I enjoyed Florian Cramer's "What Is 'Post-digital'" essay and share his disdain 
for our overuse of the word digital. Calling Cornelia Sollfrank's or John 
Hopkin's work "digital art" seems to me like calling a tiger a large 
housecat--a convenient identification for zookeepers and curators. 

So much of this work has already bent the "digital" category. If Enzensberger 
wants us to send our secrets via postcards, he need look no further than 
"digital artist" Aram Bartholl's practice of printing postcards with pictures 
of WiFi passwords (http://datenform.de/greetings-from-the-internet-eng.html).

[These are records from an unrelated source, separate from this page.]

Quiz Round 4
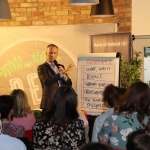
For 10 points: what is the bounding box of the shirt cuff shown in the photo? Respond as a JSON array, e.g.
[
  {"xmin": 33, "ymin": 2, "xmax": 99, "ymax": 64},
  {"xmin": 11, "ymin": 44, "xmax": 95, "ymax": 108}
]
[{"xmin": 59, "ymin": 72, "xmax": 64, "ymax": 78}]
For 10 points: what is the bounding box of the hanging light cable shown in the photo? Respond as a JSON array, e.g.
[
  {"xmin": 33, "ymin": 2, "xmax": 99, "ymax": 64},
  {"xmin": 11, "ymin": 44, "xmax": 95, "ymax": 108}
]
[
  {"xmin": 0, "ymin": 0, "xmax": 12, "ymax": 20},
  {"xmin": 69, "ymin": 0, "xmax": 99, "ymax": 6},
  {"xmin": 90, "ymin": 0, "xmax": 114, "ymax": 17}
]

Enzensberger's essay and the typewriter-in-the-park meme are deceptively 
quaint. Both seem to be throwbacks until you examine them a bit more closely, 
at which point  references to the contemporary culture of Facebook and PRISM 
emerge. I grew up writing on a typewriter and certainly never saw one in the 
park before the age of netbooks and iPads.

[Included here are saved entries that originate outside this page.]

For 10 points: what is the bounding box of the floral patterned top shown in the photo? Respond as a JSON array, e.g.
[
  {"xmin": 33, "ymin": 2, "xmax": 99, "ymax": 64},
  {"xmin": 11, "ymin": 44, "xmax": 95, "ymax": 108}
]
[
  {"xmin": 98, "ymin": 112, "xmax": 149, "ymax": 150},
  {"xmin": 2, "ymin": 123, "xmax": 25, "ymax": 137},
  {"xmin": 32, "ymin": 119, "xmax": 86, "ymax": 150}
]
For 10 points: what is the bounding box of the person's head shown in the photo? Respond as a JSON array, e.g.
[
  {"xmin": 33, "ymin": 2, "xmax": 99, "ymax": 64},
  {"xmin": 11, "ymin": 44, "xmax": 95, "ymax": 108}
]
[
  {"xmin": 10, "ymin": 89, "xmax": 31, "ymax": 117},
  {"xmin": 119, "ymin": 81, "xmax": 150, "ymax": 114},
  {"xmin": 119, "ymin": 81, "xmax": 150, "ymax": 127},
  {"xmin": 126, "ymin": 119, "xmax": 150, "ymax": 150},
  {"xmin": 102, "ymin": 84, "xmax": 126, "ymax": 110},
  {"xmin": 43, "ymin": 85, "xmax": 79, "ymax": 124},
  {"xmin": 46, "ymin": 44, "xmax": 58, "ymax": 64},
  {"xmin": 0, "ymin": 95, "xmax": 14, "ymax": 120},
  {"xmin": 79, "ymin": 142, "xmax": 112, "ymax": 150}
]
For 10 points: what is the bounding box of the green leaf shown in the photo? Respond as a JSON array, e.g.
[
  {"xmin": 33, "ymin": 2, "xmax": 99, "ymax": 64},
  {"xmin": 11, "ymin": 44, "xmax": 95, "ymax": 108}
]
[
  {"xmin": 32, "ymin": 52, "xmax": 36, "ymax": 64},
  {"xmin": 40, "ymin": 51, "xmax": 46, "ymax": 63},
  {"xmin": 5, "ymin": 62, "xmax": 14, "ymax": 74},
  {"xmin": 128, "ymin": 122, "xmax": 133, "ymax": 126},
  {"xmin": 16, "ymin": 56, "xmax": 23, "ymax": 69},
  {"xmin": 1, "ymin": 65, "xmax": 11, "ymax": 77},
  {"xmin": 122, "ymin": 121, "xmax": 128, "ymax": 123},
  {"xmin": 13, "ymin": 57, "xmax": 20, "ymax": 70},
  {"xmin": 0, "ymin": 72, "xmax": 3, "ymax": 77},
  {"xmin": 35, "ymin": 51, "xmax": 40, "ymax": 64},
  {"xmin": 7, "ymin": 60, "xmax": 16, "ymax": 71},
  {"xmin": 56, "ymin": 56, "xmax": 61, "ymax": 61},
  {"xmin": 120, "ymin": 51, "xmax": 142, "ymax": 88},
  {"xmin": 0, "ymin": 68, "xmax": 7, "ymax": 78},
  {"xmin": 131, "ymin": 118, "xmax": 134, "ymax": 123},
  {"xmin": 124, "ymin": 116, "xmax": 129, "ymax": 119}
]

On the other hand, neither the manifesto nor the meme is nuanced enough to 
apply to my life. When I hear an octogenarian say, "Whoever offers something 
for free is suspicious," I'm glad he's paying some attention to today's social 
media critics but I wish he'd thought more carefully before parroting this 
cliche. Most of the software I use today is "free" and I make most of my 
software available to others for the same price. I worry that the 
"free-as-in-Facebook" meme plays easily into the old Microsoft "open source 
isn't trustworthy" campaign of Fear, Uncertainty, and Doubt. 

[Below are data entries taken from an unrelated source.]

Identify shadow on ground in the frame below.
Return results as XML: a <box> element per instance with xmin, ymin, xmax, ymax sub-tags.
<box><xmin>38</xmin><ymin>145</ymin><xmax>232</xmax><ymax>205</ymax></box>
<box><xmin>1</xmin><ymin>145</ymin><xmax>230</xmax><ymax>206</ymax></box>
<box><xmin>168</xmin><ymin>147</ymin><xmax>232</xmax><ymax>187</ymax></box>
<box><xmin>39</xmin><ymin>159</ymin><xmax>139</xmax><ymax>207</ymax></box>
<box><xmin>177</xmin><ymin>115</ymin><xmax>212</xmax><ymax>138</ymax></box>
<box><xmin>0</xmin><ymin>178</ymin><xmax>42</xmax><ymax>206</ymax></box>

So for me, whoever claims whoever offers something for free is suspicious is 
suspicious.

What happened to the Enzensberger who advocated being "as free as dancers, as 
aware as football players, as surprising as guerillas?" I'm not surprised (if I 
understand Andreas Broeckmann correctly) that Enzensberger's essay was 
published in a conservative newspaper. As much as I despise Facebook, I think 
we can summon a better response than a curmudgeonly "get off my lawn."